INFOGRAPHIC: Less Than Six Percent of Federal Lands in Ohio Leased for Oil & Natural Gas
by Nicole Jacobs, Energy in Depth
Ohio’s shale production has been steadily increasing in recent years. In the third quarter of 2018, the last quarter of available data, Ohio experienced a more-than-30 percent increase in both oil and natural gas production over the same quarter in 2017. Despite the vocal opposition of fringe environmental activists, very little of that oil and natural gas development is occurring on federal lands, according to a new EID infographic.
A recent series of New York Times articles suggest that a “wild west” atmosphere exists with regard to oil and natural gas leasing on federal lands at the behest of the Trump Administration and the energy industry. The Times narrative suggests that this activity is dramatically escalating, particularly in the western United States. EID debunked this narrative using Bureau of Land Management (BLM) data that show less than 10 percent of lands in the Mountain States region are actually leased for oil and gas development – and less than one percent in California. In fact, the research found that there was actually more federal leasing and permitting during the first term of the Obama administration than has occurred in the entirety of the Trump presidency.

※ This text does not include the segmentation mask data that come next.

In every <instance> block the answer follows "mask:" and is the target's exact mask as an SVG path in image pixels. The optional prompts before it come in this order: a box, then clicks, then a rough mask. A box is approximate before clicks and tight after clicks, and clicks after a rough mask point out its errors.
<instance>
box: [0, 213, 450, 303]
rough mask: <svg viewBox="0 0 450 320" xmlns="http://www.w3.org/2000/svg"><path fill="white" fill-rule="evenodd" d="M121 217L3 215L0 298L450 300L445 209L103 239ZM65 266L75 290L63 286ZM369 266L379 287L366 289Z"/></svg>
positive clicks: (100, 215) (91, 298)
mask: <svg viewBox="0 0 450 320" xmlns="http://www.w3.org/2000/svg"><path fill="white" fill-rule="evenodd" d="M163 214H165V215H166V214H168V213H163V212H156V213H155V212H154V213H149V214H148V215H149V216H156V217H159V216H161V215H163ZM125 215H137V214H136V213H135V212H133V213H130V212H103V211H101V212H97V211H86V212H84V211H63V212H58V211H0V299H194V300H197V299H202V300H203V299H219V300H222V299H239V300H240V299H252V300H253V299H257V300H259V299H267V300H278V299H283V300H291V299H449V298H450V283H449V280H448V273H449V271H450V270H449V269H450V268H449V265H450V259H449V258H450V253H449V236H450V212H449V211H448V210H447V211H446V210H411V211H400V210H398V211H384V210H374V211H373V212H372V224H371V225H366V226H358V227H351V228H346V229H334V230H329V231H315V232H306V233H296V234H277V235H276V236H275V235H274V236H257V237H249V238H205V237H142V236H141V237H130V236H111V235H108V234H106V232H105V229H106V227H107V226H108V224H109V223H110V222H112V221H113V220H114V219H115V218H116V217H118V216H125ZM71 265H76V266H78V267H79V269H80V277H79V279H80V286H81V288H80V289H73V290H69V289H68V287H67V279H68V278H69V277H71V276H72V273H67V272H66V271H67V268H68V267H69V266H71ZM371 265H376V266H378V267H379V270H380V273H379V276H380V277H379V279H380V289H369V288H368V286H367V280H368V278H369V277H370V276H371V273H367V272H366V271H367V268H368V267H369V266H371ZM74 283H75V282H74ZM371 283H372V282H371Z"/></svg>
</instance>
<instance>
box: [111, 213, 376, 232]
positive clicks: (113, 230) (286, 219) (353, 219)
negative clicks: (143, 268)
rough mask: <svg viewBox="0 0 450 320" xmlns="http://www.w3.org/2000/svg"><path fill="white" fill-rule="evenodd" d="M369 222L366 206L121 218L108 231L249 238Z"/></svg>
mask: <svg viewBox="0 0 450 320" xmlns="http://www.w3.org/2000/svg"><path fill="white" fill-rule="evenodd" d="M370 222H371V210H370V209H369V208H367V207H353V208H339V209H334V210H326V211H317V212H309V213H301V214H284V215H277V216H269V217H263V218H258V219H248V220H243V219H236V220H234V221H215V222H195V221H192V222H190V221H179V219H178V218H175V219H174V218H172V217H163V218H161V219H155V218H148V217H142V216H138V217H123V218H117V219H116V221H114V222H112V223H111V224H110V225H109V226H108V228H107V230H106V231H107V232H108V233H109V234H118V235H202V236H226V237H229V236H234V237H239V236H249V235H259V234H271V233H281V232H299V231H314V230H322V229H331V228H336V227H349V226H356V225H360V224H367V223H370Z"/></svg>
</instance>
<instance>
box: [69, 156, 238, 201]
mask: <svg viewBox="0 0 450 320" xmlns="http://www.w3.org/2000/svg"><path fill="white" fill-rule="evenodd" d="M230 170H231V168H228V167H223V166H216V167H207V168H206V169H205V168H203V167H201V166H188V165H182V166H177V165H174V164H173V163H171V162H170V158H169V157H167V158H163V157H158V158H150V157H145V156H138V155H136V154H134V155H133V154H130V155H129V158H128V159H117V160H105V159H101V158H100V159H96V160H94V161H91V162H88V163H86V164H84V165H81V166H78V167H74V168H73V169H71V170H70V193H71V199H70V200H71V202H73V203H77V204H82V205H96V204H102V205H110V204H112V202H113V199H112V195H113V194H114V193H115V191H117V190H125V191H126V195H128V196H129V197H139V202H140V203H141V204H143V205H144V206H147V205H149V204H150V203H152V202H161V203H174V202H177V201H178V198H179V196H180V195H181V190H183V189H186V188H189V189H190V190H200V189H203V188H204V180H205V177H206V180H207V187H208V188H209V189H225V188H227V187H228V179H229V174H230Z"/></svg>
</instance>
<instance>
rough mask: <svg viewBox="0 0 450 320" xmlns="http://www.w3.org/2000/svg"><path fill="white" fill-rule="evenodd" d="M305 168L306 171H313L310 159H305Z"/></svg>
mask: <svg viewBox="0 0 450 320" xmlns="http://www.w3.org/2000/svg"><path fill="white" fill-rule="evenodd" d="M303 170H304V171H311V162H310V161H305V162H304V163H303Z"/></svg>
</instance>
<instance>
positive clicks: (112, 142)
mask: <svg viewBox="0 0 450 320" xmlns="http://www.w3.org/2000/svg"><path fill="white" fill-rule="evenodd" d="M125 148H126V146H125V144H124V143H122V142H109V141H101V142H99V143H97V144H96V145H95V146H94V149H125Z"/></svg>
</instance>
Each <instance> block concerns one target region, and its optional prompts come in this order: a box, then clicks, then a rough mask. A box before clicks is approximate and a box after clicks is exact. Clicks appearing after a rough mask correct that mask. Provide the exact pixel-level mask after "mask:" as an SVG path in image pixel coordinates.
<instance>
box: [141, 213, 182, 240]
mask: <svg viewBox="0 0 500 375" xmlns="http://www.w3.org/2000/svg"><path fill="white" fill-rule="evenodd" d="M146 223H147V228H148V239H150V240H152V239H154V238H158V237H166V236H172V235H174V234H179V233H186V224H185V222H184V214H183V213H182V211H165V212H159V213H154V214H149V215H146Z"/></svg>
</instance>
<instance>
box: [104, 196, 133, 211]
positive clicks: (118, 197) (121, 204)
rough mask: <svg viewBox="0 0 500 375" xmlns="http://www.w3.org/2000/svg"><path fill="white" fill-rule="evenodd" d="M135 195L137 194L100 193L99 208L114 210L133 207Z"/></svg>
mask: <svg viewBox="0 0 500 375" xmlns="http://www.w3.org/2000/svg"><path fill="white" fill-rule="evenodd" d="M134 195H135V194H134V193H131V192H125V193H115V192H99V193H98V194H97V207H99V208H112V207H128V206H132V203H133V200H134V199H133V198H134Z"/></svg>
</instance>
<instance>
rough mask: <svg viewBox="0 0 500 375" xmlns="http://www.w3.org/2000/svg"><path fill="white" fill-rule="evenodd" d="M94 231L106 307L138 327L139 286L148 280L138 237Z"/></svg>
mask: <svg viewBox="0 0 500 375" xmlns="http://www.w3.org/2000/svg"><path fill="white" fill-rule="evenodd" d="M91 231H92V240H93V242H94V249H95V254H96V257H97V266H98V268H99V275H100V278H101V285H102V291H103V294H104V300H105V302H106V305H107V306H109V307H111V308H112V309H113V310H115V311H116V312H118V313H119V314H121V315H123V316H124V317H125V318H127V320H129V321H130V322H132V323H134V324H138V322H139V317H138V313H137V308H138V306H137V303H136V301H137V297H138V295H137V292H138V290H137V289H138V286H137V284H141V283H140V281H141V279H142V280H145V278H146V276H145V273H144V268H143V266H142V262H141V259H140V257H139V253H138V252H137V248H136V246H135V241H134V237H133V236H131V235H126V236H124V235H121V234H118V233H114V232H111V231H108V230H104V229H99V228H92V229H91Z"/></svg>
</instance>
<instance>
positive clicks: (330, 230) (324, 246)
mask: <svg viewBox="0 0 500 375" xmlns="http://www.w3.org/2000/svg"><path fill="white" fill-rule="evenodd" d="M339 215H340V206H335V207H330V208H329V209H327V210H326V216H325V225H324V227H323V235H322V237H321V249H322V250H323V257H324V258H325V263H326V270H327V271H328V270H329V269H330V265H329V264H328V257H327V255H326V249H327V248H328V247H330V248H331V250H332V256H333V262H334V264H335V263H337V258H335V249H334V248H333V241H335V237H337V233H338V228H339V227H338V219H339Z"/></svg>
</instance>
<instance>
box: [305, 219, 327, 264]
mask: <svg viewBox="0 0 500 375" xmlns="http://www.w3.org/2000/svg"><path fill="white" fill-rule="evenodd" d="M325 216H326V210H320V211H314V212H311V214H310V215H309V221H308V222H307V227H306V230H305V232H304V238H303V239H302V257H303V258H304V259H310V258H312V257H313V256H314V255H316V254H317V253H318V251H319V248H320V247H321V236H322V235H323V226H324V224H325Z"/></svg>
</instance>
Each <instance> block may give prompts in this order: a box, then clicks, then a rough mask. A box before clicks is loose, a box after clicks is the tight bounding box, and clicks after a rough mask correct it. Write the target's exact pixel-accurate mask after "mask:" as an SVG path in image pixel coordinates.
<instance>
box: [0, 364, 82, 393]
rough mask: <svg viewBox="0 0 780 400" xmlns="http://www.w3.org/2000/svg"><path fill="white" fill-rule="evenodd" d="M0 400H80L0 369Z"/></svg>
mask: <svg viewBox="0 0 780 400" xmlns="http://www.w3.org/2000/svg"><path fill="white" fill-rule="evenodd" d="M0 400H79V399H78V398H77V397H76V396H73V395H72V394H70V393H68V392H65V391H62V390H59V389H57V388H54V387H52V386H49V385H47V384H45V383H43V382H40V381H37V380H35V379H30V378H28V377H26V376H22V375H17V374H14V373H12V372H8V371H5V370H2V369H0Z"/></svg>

Similar to what has occurred out west, groups in Ohio such as the Center for Biological Diversity and Keep Wayne Wild have targeted the state’s only federal forest – the Wayne National Forest – as a platform to perpetuate this “land grab” myth and ultimately to attempt to ban oil and natural gas development in the Wayne.
For example, in March 2018 Ohio Environmental Council attorney Nathan Johnson said in a CBD press release,
“The Bureau of Land Management is unlawfully cutting corners in its push to develop the Wayne. Our protest filing is intended to rein in the agency. The Wayne is one of Ohio’s finest natural treasures, plain and simple. It deserves to be protected from heavy industrial development.”
So how much of the Wayne has actually been leased for shale development? Less than six percent.
The bottom line is that Ohio’s leased federal acreage represents a small fraction of the total national forest acreage, and yet those oil and natural gas lease sales are greatly benefitting the local community.